TARIM ORKAM-SEN Bursa Şube Başkanı Tarık Efe: “7 Dönemdir Hak Kayıplarına Sessiz Kalmayacağız!”
TARIM ORKAM-SEN, kamu emekçilerine dayatılan göstermelik toplu sözleşmelere karşı sesini yükseltmeye devam ediyor. Sendikanın Bursa Şube Başkanı Tarık Efe, Tarım Bakanlığı önünde yaptığı açıklamada, gerçek bir toplu sözleşme süreci için mücadele çağrısında bulundu.

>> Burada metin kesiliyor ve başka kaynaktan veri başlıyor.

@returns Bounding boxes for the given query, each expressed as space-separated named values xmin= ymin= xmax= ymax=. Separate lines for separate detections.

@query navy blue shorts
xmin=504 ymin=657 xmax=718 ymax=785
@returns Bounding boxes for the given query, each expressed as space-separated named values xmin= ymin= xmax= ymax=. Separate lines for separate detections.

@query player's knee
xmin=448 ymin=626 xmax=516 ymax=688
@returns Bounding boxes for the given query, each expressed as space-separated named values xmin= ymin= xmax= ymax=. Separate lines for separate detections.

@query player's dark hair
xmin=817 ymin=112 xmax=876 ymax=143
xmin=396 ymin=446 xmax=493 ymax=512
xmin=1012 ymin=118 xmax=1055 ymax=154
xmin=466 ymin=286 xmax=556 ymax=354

“14 Yılda Hakkımız Gasp Edildi!”
Tarık Efe, 7 dönemdir yapılan toplu sözleşmelerin emekçiler açısından bir pazarlık değil, aldatmaca olduğunu belirterek, “14 yıldır kaybedilen haklarımızı geri istiyoruz. ‘Toplu sözleşme’ denilen süreçler, aslında emeği değersizleştiren bir oyunun parçası haline geldi” dedi.
“Programlar değişiyor, zulüm aynı kalıyor”
Derviş’ten Nebati’ye, Nas’tan Şimşek’e kadar değişen ekonomi programlarının özünde emekçiyi ezen aynı zihniyeti taşıdığını vurgulayan Efe, “Bu ülkeyi yönetenlerin bir tane programı var: Emekçilere yoksulluğu dayatmak! Farklı isimler, aynı sömürü politikaları” ifadelerini kullandı.
“TİS süreci, sermaye düzeninin aracı oldu”
Toplu İş Sözleşmeleri (TİS) sürecinin yıllardır sermayeye hizmet eden bir formaliteye dönüştüğünü söyleyen Efe, şöyle konuştu:
“Orta vadeli programlar, bütçeler ve ne yazık ki TİS’ler; emeği ile geçinenlere dayatılan kölelik ve yoksulluk politikalarının parçasıdır. Biz bu oyunu bozmakta kararlıyız.”
“Sokaklar bizimdir, mücadele meşrudur”
Tarım Bakanlığı önünden tüm emekçilere çağrıda bulunan Efe, “Bu düzeni kabul etmiyoruz! Gerçek TİS taleplerimizi meydanlarda, sokaklarda haykırmaya devam edeceğiz. Ne sadaka istiyoruz, ne tevekkül… Alın terimizin karşılığını, insanca yaşamı istiyoruz!” dedi.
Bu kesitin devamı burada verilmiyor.